In February, the Hesburgh Library Center for Digital Scholarship hosted the Horizon Report 2015 Event: Notre Dame and the Digital Horizon, which looked at emerging technological trends and how they will affect teaching, learning, and creative inquiry at Notre Dame over the next three to five years. The Horizon Report is published annually, in collaboration with the New Media Consortium and the EDUCAUSE Learning Initiative. The event was a collaboration with the Hesburgh Libraries, the Kaneb Center, OIT, and the Office of Digital Learning. It consisted of a welcome lunch followed by lightening talks that focused on:
The value of online learning is now well understood and set to impact education with its flexibility, ease of access, and integration of sophisticated learning technologies. How can Notre Dame use online tools to enhance the excellent education we already provide?
Badges / Blending of formal and informal learning
Badges allow for reward incentive and progress monitoring with online learning. Incentives like this are increasingly prevalent with blended learning environments. The term flipped classroom refers to a pedagogical model where the in-class time with students is primarily focused on problem solving activities, rather than presentation of information. The prerequisite information is reviewed by students prior to coming to class. Many classrooms are being flipped in an attempt to integrate active learning. Blending this with traditional lectures promotes hands on, real world application of concepts that foster curiosity-based learning among students.
Data-Driven Learning and Assessment
Online applications and tools generate a lot of data as faculty and students use them. Universities around the world are developing tools to help analyze the data in ways that can help us understand and predict student success or failure. Learning progress can be monitored through data analytics services, providing a more personalized learning experience.
Makerspaces are workshops that offer the tools needed to carry out ideas from start to finish. These tools often include traditional shop tools used in woodworking, but they also include newer technologies conducive to rapid prototyping such as 3D printers, laser-cutters, and CNC machines. Makerspaces help students develop critical skills in design, engineering, and creativity, preparing for their careers.

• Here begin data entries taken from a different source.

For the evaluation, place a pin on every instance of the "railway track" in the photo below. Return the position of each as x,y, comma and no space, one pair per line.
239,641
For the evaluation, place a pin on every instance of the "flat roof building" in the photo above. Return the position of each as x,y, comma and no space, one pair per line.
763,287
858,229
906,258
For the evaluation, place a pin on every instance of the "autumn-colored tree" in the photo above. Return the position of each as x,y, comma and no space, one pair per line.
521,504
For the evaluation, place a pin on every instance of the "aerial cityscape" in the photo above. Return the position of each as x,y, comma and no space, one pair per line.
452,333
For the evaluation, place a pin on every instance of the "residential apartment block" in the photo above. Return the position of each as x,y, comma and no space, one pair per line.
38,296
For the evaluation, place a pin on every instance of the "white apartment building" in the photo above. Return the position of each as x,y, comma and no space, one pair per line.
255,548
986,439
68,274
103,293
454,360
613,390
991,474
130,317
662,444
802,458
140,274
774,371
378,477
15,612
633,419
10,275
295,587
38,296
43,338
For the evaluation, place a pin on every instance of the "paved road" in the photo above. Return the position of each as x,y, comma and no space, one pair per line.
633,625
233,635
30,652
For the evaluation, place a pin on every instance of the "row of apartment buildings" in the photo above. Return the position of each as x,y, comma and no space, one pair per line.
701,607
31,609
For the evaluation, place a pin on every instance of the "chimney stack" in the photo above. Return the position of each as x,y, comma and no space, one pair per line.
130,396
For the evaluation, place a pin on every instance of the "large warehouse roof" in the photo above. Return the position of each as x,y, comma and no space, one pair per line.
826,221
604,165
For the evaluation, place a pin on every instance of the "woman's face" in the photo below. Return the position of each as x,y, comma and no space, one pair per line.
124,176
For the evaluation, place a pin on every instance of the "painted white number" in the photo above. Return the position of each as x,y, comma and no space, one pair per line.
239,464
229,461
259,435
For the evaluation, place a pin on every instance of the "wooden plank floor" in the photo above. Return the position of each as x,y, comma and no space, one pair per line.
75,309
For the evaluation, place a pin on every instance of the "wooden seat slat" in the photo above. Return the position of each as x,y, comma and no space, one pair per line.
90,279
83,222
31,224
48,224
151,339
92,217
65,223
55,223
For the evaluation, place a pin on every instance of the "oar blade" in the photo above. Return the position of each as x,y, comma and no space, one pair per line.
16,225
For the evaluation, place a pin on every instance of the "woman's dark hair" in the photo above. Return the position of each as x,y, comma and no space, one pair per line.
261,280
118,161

Many institutions and organizations are supporting the use of personal devices. Students and educators are bringing their own devices into the classroom and connecting them to the University’s network.
Understanding the findings of the Horizon Report is important for the Notre Dame community. These trends are set to have great impact on teaching and learning in the coming years. Implementing them properly and understanding their impact will prepare our students for the future.